SIDA :Témoignage de Joseph Bouchaud

En qualité de Supérieur-Général puis de Délégué International de la Congrégation des Fils de la Charité, j'ai visité à plusieurs reprises tous les pays d’Amérique Latine et un bon nombre de pays d’Afrique. En fidélité à la mission des Fils de la Charité, J'ai été particulièrement attentif à la vie et aux problèmes des zones urbaines les plus pauvres. Puis, pendant huit ans, j'ai partagé la vie des habitants d’un bidonville de Mexico ; pendant trois ans, celle du ghetto de Chicago ; pendant un an, celle d’un quartier très populaire de Brazzaville, en Afrique, et, pendant treize ans, celle d’un bidonville de Manille, en Asie. Dans un continent ou un autre, J'ai animé plus de cent semaines de retraites de prêtres et recueilli beaucoup de confidences...

« Aujourd’hui, j’ai 86 ans. Que ce que je crois devoir dire n’apparaisse surtout pas comme un ensemble d’idées ou de théories, mais comme un devoir de conscience : la description de la réalité, telle qu’elle s’est, peu à peu, imposée à moi.

Cette réalité, c’est que les directives actuelles de notre Église, sur le terrain de la procréation, chargent les plus pauvres de notre monde de chaînes qui aggravent leur misère et contribuent à augmenter le nombre des humains vivant de manière inhumaine. Nulle part, dans ces immenses zones pauvres que j’ai d’abord visitées et auxquelles ensuite, j’ai appartenu, je n’ai vu les méthodes Billing, préconisées par les responsables de notre Église, faire preuve de quelque efficacité. Elles sont trop compliquées. Elles supposent une possibilité d’organiser la vie totalement inaccessible à la culture des pauvres.
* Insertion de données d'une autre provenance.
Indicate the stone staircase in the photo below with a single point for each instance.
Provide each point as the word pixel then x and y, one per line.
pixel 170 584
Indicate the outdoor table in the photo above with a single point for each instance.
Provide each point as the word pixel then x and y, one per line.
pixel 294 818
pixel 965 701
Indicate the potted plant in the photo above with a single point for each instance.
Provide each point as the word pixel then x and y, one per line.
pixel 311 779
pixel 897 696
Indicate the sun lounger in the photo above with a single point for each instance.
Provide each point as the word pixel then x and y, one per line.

Elles sont pensées et expérimentées dans un monde qui n’est pas celui des pauvres. En imposant, comme seules solutions permises, des solutions qui leur sont inaccessibles et en interdisant les autres, l’Église contribue à enfermer les pauvres dans le cycle de la surnatalité.

Pendant les douze ans au cours desquels j’ai vécu dans le bidonville de Laura à Manille , j’ai vu la population de cette ville passer de 7 millions à plus de 13 millions et le nombre des habitants vivant en bidonville passer de 4 à 7 millions. J’ai vu un petit village de quelques centaines d’habitants, Bagong Silang , près de Manille , devenir une zone de 350.000 pauvres. J’ai vu plus de 7 millions d’hommes, et de femmes partir travailler à l’étranger et donc abandonner leurs familles pour les sauver de l’extrême pauvreté. J’ai vu des millions d’enfants s’entasser dans des taudis, assurés, presque tous, d’un avenir de misère. J’ai vu à Manille , comme à Mexico , comme à Brazzaville et ailleurs, des masses de jeunes, généreux et ouverts dans leur enfance, devenir, peu à peu, des membres de " gangs ", parce qu’ils vivent sans espace, sans travail et sans espérance.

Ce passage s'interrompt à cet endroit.